The measures used for weight ranges are done in Kilos. A kilo is very close to 2.2 pounds. The simplest way to convert Lbs to Kilos is the following:

Converting Kilos to Pounds:
Take Volume in Kilos and multiply by 2, then just add 10%

(Kilos x 2) + 10% = Pounds

For example  (85 Kilos x 2) = 170 + (.1 x 170= 17) = 187 Pounds

Remember, the all up weight includes all of the gear. For the avg. pilot, gear weighs around 20 – 22 kilos which converts to 44 – 48 lbs

So, for a wing that is rated for 85 – 105 kilos, you could convert to pounds and come up with an all up range for that glider between 187 and 231 lbs. This wing is therefore rated for (assuming an avg. 45 lbs for gear included in the all up weight) a pilot 142 – 186 lbs.

The other way to do this is perhaps even easier. Just use your own naked weight, convert to kilos and add 21 kilos for gear (assuming you have a standard weight harness and reserve).

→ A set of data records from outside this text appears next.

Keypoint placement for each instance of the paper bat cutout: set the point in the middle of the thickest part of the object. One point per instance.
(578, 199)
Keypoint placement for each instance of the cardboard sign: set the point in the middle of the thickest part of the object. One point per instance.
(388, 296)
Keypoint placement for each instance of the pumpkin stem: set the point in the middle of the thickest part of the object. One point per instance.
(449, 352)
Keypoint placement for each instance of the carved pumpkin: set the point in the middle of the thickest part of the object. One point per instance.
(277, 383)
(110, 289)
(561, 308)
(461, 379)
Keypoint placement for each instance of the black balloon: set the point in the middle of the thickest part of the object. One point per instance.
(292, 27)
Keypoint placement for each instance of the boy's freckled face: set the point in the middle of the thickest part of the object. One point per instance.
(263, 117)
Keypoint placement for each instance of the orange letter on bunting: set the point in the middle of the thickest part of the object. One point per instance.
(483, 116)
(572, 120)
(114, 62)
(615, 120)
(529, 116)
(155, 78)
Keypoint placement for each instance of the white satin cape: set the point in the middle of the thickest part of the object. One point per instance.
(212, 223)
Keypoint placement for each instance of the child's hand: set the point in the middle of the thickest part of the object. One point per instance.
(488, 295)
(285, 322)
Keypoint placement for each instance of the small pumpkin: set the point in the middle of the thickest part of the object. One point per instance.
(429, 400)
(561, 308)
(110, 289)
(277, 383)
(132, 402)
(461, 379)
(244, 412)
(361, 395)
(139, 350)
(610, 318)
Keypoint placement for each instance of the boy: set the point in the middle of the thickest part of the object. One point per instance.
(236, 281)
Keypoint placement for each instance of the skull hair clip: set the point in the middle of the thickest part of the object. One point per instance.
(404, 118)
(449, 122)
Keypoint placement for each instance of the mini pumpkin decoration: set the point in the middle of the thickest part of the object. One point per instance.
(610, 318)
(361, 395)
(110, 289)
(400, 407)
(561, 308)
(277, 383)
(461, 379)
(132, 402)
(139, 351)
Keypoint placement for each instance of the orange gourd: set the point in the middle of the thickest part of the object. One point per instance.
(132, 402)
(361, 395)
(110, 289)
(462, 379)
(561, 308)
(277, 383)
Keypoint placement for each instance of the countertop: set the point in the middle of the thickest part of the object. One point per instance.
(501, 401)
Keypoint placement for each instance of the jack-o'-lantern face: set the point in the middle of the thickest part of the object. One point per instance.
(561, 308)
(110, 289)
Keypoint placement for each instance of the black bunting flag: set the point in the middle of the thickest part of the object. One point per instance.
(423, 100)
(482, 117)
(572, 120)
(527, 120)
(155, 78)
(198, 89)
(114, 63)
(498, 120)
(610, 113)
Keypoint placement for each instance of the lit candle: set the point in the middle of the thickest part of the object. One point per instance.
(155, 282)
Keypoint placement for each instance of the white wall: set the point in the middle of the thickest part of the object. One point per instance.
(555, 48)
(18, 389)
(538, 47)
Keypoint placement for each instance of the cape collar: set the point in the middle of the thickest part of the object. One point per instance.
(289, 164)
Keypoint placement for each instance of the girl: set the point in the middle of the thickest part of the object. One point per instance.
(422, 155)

Converting Pound to Kilos:
Take Volume in Pounds subtract 10% then divide by 2

(Pounds – 10%)/2 = Kilos

For example  (160 Pounds – 10%) = 144 / 2 = 72 Kilos

The weight of the gear must now be added. For this sample, we can use 20 kilos for the sum of (Wing, Harness, Clothing and Accessories). 72 + 20 kilos makes for 92 kilos flying weight. If you are looking at a lightweight wing and a light harness you would adjust the gear figure down accordingly.

Weight Range Differences:
Instructors often adjust the size of wing to have the pilots heavier in the weight range. With the stronger winds that are common in the Bay Area, having extra speed is a very important part of safety. Being light on a wing is not as good a trade off when compared to having the ability to fly a bit faster when the need is there.

Due to the aerodynamics, there are sizing rules that affect how sink rate and speed relate to the size of wing. The pilots that get the best sink rate performance and have the most limited top speeds are the small sized ones. Conversely, pilots in the larger weight ranges have the higher top speeds but will not have as good of a sink rate.

It is more important with smaller pilots to be in the upper end of a paraglider’s weight range. Larger pilots flying at the middle of the range will usually be faster than a small pilot flying at the top of the specified weight range. This is based on scaling of paragliders and the related increase in drag percentage when wing sizes are reduced for smaller pilots. On light lift days, the small pilots will gain the benefit of this trade off with better sink rate. They will soar higher and get up in ridge lift better in very light conditions. However, on stronger wind days, top speed and penetration will be much more of a safety concern..

Larger pilots (that will fly L or XL size wings) can fit wings from the middle to the upper end of the weight range. There is a bit more flex here because penetration is not nearly as limited if the pilot chooses to go in the middle of the weight range. A small pilot on a small or extra small wing flying in the middle of the weight range would have very low top speeds.

There are some general rules that relate to being heavy or small on a wing. When a wing is more lightly loaded, the reactions to collapses and flying events will happen slower and with less severity. With higher loading on the wings, there will be a higher pressurization of the wing, but more dramatic reactions. With heavier loading, collapses will happen less frequently, but when they do occur, the reaction will be stronger than on a lighter loaded wing.

The best approach for this is to learn how to compare the wing sizes and work with your instructor to match the characteristics you want from a wing. The above information should help you to understand some of the goals and reasons for careful sizing of your paraglider.